In the example below, we are using our previous print_id() function once again. But you may notice that the print_id() function is a little different this time, because now we are using catch instead of try in the print() call. Currently, the Pool struct only supports functions that don’t return errors as tasks. Thus, when assigining tasks to threads in a thread pool, is essential to use functions that don’t return errors. That is why we are using catch here, so that the print_id() function don’t return an error.

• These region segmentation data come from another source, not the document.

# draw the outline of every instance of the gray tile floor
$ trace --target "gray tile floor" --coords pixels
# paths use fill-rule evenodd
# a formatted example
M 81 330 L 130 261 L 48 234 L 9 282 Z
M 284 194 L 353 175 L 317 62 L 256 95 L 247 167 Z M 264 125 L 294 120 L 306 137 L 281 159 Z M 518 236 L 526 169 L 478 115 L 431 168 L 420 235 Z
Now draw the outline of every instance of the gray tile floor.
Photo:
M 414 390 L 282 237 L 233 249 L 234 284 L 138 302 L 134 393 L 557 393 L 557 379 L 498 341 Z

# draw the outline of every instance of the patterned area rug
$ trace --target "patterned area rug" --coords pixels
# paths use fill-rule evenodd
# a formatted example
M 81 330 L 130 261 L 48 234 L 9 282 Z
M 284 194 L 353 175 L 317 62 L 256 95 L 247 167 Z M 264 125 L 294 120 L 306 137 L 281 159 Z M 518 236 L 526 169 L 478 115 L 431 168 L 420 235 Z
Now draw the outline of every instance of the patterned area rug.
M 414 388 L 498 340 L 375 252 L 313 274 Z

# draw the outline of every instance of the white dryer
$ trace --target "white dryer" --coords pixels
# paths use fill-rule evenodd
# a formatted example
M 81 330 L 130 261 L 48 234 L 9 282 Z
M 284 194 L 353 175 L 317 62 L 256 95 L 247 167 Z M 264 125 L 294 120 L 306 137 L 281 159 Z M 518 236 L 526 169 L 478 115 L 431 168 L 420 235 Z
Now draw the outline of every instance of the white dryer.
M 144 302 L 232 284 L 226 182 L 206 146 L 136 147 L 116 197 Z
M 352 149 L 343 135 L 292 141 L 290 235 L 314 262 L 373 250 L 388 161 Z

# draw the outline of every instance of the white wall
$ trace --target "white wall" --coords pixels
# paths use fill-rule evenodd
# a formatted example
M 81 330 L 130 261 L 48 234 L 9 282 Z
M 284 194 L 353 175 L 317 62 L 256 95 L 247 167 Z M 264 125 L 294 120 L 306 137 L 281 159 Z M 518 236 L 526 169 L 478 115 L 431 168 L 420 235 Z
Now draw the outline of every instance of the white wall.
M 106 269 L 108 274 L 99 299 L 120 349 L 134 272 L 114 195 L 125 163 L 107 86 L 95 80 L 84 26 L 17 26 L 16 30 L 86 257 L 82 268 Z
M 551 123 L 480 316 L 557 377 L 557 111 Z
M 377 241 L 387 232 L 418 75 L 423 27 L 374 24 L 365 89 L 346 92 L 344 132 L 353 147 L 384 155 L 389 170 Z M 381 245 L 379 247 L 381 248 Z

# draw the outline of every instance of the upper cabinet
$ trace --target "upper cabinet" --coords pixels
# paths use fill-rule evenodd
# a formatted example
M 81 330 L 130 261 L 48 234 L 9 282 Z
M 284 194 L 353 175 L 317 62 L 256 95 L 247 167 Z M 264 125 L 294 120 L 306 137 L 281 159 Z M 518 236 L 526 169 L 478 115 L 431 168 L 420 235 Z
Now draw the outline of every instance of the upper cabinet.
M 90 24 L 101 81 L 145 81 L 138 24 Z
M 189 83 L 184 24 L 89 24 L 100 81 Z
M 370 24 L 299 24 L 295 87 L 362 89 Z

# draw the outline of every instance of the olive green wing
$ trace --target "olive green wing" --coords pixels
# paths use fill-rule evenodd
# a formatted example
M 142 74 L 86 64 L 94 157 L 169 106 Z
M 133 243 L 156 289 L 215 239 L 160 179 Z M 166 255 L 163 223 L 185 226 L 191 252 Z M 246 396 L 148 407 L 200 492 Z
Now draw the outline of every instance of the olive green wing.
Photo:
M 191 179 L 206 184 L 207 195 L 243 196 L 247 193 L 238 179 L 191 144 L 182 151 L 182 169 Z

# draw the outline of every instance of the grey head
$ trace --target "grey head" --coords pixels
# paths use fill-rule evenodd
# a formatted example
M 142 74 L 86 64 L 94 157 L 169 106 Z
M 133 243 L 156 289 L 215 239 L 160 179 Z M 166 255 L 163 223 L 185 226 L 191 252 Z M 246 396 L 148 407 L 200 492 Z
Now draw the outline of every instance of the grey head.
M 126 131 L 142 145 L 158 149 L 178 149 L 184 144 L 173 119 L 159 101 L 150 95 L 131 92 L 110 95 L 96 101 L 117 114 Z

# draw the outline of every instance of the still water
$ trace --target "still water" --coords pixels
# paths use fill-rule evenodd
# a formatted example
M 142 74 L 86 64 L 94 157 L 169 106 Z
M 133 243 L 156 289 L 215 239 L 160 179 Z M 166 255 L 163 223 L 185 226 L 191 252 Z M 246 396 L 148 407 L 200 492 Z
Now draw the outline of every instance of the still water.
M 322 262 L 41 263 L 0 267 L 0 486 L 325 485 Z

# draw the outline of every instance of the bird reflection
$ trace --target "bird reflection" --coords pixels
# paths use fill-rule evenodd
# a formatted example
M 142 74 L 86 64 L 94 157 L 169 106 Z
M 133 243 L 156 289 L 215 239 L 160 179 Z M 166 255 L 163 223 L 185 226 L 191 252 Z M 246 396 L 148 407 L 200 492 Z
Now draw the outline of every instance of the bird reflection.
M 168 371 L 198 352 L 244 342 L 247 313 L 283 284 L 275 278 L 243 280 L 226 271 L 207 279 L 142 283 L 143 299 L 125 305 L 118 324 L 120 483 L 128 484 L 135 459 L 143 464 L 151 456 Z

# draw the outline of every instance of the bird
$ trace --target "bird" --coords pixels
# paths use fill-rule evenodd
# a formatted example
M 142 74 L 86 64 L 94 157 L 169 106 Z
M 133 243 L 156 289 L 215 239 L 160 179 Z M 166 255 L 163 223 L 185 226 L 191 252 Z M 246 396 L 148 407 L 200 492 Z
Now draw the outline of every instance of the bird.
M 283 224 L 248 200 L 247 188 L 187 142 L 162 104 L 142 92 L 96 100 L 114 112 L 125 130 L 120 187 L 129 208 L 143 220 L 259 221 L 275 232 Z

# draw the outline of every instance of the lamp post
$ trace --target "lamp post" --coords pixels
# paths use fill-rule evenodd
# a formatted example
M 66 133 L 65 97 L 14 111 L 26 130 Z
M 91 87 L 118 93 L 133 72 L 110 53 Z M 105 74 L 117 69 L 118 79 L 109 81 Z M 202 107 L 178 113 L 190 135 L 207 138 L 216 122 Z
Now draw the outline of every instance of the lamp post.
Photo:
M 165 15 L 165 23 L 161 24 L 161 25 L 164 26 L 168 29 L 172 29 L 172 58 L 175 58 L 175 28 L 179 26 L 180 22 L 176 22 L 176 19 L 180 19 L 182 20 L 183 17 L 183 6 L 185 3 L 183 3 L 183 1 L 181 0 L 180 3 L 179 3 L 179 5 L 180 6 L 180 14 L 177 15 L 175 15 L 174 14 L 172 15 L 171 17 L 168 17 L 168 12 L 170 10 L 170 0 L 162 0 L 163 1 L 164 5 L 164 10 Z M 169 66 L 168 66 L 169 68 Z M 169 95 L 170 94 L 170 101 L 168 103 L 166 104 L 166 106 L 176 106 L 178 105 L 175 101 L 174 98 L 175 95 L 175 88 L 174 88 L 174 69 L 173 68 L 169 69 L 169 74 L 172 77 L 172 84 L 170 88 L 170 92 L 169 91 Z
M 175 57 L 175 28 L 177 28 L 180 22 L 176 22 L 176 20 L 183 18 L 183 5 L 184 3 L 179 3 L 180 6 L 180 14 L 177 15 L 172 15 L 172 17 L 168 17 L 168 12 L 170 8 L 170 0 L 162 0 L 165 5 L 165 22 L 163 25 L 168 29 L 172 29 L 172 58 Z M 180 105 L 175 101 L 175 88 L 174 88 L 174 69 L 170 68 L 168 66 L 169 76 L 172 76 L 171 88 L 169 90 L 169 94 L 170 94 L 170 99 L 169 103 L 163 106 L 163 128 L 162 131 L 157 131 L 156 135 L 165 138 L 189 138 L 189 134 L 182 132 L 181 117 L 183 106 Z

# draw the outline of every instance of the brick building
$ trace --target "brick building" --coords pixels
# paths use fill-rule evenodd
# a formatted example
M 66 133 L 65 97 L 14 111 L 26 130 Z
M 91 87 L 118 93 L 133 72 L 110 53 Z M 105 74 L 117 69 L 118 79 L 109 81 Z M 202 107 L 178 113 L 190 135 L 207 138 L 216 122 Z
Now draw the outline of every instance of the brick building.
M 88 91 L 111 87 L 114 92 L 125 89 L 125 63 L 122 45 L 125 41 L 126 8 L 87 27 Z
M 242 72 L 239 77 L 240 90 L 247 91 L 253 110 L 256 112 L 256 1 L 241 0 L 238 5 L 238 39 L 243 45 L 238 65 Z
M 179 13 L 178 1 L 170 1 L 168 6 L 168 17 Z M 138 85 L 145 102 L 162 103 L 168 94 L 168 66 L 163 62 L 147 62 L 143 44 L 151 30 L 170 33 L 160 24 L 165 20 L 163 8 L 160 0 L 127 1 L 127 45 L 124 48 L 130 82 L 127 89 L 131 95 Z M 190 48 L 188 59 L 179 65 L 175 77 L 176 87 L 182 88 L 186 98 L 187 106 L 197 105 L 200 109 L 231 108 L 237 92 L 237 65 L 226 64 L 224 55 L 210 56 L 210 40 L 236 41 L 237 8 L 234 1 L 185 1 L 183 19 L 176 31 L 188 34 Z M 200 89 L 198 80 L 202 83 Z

fn print_id(id: *const u8) void {
    _ = stdout.print("Thread ID: {d}\n", .{id.*})
        catch void;
}
const id1: u8 = 1;
const id2: u8 = 2;
try pool.spawn(print_id, .{&id1});
try pool.spawn(print_id, .{&id2});

This limitation should probably not exist, and, in fact, it is already on the radar of the Zig team to fix this issue, and it is being tracked on an open issue1. So, if you do need to provide a function that might return an error as the task to be performed by the threads in the thread pool, then, you are either limited to:

  • implementing your own thread pool that does not have this limitation.
  • wait for the Zig team to actually fix this issue.

16.6 Mutexes

Mutexes are a classic component of every thread library. In essence, a mutex is a Mutually Exclusive Flag, and this flag acts like a type of “lock”, or as a gate keeper to a particular section of your code. Mutexes are related to thread syncronization, more specifically, they prevent you from having some classic race conditions in your program, and, therefore, major bugs and undefined behaviour that are usually difficult to track and understand.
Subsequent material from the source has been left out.